However, unlike CF, there is a lack of a diagnostic gold standard for PCD and the limitations of epidemiological studies have made estimating disease frequency difficult. Nonetheless, it is important to know PCD disease frequency to understand the global burden of disease and improve resource allocation in the diagnosis and management of PCD patients.
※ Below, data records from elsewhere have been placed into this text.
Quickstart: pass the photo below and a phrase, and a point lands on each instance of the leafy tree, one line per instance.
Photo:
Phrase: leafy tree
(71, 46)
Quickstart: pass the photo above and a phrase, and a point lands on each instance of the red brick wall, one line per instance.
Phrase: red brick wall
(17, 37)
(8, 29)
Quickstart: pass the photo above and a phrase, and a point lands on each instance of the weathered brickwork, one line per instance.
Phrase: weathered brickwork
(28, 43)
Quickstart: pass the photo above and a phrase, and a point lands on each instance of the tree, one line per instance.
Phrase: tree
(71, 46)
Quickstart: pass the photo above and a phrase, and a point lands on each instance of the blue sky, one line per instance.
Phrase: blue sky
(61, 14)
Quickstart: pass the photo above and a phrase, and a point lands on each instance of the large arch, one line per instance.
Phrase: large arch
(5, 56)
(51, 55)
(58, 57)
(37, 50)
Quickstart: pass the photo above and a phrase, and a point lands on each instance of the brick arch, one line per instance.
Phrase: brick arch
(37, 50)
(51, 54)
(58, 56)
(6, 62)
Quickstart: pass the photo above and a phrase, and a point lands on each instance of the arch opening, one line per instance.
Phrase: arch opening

Therefore, the purpose of this scoping review was to systematically identify and appraise articles that estimate the prevalence of PCD, for readers to gain a greater understanding of the strengths and limitations of these studies, to determine the best available global prevalence estimate for PCD and to inform on the potential unmet health service needs of this patient population.
Methodology
Inclusion and exclusion criteria
Articles were included if they aimed to estimate the prevalence of PCD. Articles were excluded if they were case reports, conference abstracts, review articles, animal studies or non-English articles.
Search strategy
An a priori scoping review protocol following the Preferred Reporting Items for Systematic reviews and Meta-Analyses extension for scoping reviews (PRISMA-ScR) methodology was conducted [21]. The initial pilot search included terms related to the disease (supplementary table S1). One reviewer (WBW) scanned the first 100 articles (from 1950 onwards) to identify key terms to build the full search strategy. The full search strategy was conducted in MEDLINE, Embase, Cochrane Central Registry of Controlled Trials, Web of Science and Scopus. The citation managers used include EndNote (version 7.8; Thomas Reuters, Philadelphia, PA, USA) and Covidence (Veritas Health Innovation, Melbourne, Australia).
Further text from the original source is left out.